New report: Customer Data Platforms doubled over last year
The growth is being propelled by CDPs that add customer engagement to their golden record of customer data.
In 2013, analyst David Raab described a new category of marketing data firms as Customer Data Platforms (CDPs).
This week, his Customer Data Platform Institute is out with its third report on this space, and it finds that the category has doubled in the last year to more than 50 companies, mostly in the US. The new study, CDP Industry Update 2018,” (registration required) shows a growing category that is beginning to add functions as it expands.
A CDP, according to the Institute, is a “marketer-managed system that creates a persistent, unified customer database that is accessible to other systems.” Raab sees it as the “golden record” of customer info, defining what the marketer believes is the true info on a given customer, even though other databases for that brand might initially capture incoming data from the field, such as from customers themselves.
The vendors in the report, whose primary business is selling CDPs, include Segment, mParticle, ActionIQ, Amperity, Evergage, CaliberMind, Tealium, Datorama, RedEye, BlueConic, Amperity, AgilOne, BlueVenn, Ensighten, Lytics and RedPoint Global.

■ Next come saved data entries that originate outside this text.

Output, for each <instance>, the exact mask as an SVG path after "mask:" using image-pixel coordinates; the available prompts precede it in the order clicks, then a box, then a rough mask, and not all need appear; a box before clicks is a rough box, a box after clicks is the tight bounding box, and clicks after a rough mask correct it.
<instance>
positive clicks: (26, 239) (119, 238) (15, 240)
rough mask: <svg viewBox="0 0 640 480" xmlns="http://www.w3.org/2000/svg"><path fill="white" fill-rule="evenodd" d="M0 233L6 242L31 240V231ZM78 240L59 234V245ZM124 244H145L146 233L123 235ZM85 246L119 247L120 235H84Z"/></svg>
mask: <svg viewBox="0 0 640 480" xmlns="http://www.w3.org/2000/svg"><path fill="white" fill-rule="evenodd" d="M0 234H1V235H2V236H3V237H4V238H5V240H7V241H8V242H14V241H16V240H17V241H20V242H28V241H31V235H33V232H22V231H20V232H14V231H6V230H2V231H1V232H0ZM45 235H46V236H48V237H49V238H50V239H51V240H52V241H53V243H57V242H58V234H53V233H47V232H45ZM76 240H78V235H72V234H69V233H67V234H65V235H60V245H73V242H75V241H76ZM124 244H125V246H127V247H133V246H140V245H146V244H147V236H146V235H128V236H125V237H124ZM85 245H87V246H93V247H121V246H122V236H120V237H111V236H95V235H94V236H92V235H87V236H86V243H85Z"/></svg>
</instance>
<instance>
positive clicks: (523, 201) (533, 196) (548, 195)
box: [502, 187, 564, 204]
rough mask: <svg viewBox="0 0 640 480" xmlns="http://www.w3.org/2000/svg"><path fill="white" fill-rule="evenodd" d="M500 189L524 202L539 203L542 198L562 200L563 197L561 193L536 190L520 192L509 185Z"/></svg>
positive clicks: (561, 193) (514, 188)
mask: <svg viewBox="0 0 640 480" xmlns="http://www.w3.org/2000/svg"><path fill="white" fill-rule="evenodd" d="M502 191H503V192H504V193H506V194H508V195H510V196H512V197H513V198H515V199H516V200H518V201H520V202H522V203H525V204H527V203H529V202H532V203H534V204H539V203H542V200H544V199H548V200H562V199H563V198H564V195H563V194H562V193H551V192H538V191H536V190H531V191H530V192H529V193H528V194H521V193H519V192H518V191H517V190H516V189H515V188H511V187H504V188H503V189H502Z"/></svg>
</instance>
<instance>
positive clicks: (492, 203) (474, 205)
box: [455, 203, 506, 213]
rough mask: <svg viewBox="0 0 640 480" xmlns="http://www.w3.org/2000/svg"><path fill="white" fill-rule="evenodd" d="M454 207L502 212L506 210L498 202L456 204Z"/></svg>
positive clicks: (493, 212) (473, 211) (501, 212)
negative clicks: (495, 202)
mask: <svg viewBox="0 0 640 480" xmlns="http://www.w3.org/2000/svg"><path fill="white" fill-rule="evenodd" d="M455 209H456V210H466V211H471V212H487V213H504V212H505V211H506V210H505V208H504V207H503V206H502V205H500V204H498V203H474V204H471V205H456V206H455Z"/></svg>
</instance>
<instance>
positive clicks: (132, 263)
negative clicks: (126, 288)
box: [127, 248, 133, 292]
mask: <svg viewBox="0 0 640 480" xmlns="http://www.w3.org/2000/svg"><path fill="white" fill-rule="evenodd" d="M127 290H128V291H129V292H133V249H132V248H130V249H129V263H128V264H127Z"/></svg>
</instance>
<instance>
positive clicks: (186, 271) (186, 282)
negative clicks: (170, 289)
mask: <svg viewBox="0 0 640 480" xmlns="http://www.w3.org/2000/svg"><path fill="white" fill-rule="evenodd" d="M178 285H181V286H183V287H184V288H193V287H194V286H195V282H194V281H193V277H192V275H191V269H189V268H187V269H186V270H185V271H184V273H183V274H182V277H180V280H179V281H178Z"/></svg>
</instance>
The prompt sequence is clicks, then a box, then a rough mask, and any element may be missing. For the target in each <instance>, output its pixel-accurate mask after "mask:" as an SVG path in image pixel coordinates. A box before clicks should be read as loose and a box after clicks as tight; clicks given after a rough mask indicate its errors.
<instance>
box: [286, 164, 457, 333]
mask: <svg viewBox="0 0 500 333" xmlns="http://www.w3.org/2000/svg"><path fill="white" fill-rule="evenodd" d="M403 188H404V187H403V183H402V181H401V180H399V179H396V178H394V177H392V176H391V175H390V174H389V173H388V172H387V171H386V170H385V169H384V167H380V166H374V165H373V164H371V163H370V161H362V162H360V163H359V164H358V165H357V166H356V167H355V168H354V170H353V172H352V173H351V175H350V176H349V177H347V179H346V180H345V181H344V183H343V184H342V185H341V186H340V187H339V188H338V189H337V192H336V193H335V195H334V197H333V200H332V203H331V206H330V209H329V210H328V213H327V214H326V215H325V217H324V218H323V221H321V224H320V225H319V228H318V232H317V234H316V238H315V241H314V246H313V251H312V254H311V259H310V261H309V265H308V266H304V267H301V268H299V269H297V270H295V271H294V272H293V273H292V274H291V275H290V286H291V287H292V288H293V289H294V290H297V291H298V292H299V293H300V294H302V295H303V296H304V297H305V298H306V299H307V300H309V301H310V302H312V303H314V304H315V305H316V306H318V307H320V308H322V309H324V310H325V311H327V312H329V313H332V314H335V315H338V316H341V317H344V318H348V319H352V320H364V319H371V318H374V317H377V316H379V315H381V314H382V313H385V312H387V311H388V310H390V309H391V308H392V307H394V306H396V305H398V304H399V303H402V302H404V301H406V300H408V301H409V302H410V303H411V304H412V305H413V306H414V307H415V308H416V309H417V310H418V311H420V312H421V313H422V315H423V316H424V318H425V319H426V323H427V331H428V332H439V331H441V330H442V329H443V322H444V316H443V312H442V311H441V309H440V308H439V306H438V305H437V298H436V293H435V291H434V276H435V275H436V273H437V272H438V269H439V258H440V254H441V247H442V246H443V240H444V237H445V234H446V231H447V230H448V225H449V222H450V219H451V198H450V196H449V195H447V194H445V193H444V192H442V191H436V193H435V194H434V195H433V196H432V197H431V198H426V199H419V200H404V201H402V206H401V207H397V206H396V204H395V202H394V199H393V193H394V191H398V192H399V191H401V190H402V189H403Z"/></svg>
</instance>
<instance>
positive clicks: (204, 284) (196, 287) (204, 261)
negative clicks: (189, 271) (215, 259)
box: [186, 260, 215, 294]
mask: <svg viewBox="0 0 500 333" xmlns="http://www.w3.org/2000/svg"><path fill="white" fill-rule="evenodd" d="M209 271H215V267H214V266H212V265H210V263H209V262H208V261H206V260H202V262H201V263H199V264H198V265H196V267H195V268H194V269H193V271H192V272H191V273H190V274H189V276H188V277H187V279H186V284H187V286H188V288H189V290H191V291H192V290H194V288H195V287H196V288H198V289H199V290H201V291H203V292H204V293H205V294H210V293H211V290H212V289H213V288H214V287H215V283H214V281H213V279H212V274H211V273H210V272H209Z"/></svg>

Some of these companies have described themselves — now or in the past — with other descriptors as well, such as tag management provider (Tealium) or predictive intelligence platform (AgilOne). Several companies, like Segment or Evergage, have begun describing themselves as CDPs over the last year or so.
But they all focus on a definitive customer database that serves as a hub for other tools and can be managed by a non-technical user.
While the customer database is the central focus, the report breaks down the category into three approaches.
Data assembly, analytics, customer engagement
Data assembly vendors collect customer data from various sources, determine the definitive info if there are conflicts, link it to customer identities and store it in a persistent system that is available to outside platforms.
On top of the data assembly, the report says, some CDPs add analytics, such as segmentation, predictive modeling or journey mapping.
And then there are those companies that add what the report calls “customer treatments” — that is, customer engagement — to data assembly and analytics. The treatment might include personalized messages, real-time interactions, product or content recommendations or customer journey orchestration. In other words, in addition to targeting customer segments, they also choose the message or offer to be delivered, which is then handed off to a delivery tool, like a marketing platform.
The new report notes that only about a quarter of the companies on the current list are focused on database creation, while those kinds of companies represented about half of the list a year ago.
The new companies on this year’s list, Raab told me, are primarily in analytics and customer engagement. Although this indicates CDPs are adding capabilities, he said he didn’t think the category will continue growing into broad marketing platforms, the way some social media management firms are becoming multichannel marketing tools.
“It’s more about journey orchestration,” Raab said, where CDP vendors analyze their customer data for intelligence, then use that intelligence to create segments of customer types and target the right message to those segments.
He added that he expects CDPs to remain primarily focused on providing a customer decisioning or intelligence layer, which is then passed on to delivery tools like email services.